Además de óperas, Glinka compuso música para piano, canciones y música de cámara. Entre sus piezas orquestales destaca Kamarinskaya, en la que utiliza temas populares y técnicas de desarrollo que influyeron en la manera de tratar el material folclórico en la música sinfónica rusa. Su interés por las melodías y los ritmos tradicionales, así como por ciertas sonoridades modales y cromáticas, fue una novedad en su tiempo en Rusia.

Estilo y legado

La importancia de Glinka radica en haber sido el primer compositor ruso en crear un lenguaje musical identificable como “ruso” dentro de la tradición clásica: integró canciones populares, ritmos campesinos y colores orquestales propios con las formas y técnicas aprendidas en Europa. Su trabajo abrió el camino para generaciones posteriores de compositores —incluidos los miembros del grupo conocido como Los Cinco y figuras como Tchaikovsky— que desarrollaron y diversificaron esa escuela nacional.

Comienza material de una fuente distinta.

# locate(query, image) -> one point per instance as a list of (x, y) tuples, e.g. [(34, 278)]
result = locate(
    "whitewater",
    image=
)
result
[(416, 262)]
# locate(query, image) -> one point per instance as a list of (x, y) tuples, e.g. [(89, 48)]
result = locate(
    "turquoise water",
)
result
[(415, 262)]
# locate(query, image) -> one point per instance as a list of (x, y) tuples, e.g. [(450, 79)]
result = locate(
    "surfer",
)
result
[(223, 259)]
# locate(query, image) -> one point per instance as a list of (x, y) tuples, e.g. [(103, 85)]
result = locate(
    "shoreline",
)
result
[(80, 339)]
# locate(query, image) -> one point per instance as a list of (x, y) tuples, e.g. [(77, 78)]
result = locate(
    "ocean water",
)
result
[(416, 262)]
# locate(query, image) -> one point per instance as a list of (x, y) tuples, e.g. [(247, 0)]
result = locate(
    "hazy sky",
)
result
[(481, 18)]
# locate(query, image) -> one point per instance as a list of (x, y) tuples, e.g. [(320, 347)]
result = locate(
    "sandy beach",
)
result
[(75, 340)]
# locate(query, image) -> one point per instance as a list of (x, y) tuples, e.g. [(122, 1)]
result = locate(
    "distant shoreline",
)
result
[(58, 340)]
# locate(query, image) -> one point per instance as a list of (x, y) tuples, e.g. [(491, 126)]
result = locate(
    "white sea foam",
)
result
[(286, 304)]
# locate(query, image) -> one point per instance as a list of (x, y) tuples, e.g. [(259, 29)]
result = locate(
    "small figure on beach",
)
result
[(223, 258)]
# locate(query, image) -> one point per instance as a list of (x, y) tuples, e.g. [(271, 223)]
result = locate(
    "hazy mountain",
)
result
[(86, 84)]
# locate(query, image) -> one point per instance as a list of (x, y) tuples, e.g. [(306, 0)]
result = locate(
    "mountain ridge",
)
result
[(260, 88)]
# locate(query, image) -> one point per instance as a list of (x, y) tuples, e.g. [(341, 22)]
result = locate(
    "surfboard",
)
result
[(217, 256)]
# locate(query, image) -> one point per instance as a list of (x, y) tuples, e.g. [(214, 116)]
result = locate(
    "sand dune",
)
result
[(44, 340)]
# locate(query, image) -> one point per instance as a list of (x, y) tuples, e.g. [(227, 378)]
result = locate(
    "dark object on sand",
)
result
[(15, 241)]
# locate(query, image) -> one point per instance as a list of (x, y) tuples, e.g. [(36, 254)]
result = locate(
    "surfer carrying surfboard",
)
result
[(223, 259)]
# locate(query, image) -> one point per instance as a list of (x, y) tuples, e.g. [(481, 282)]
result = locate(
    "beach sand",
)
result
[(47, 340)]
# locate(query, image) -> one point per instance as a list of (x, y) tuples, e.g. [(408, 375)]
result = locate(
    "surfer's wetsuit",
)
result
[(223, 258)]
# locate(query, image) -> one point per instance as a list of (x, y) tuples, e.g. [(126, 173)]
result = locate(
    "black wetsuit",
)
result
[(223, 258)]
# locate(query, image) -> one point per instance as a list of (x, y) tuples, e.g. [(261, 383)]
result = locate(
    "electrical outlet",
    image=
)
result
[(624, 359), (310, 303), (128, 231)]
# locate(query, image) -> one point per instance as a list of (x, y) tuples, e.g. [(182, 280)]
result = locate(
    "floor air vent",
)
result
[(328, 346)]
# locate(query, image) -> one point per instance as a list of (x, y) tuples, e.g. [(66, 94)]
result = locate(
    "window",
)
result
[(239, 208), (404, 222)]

Glinka pasó gran parte de su vida entre Rusia y Europa, mantuvo relaciones con músicos y críticos de su tiempo, y sufrió problemas de salud que marcaron su carácter y su vida privada. Su obra sigue estudiándose y representándose, y sus óperas y piezas orquestales conservan un papel destacado en la música rusa y en el repertorio internacional.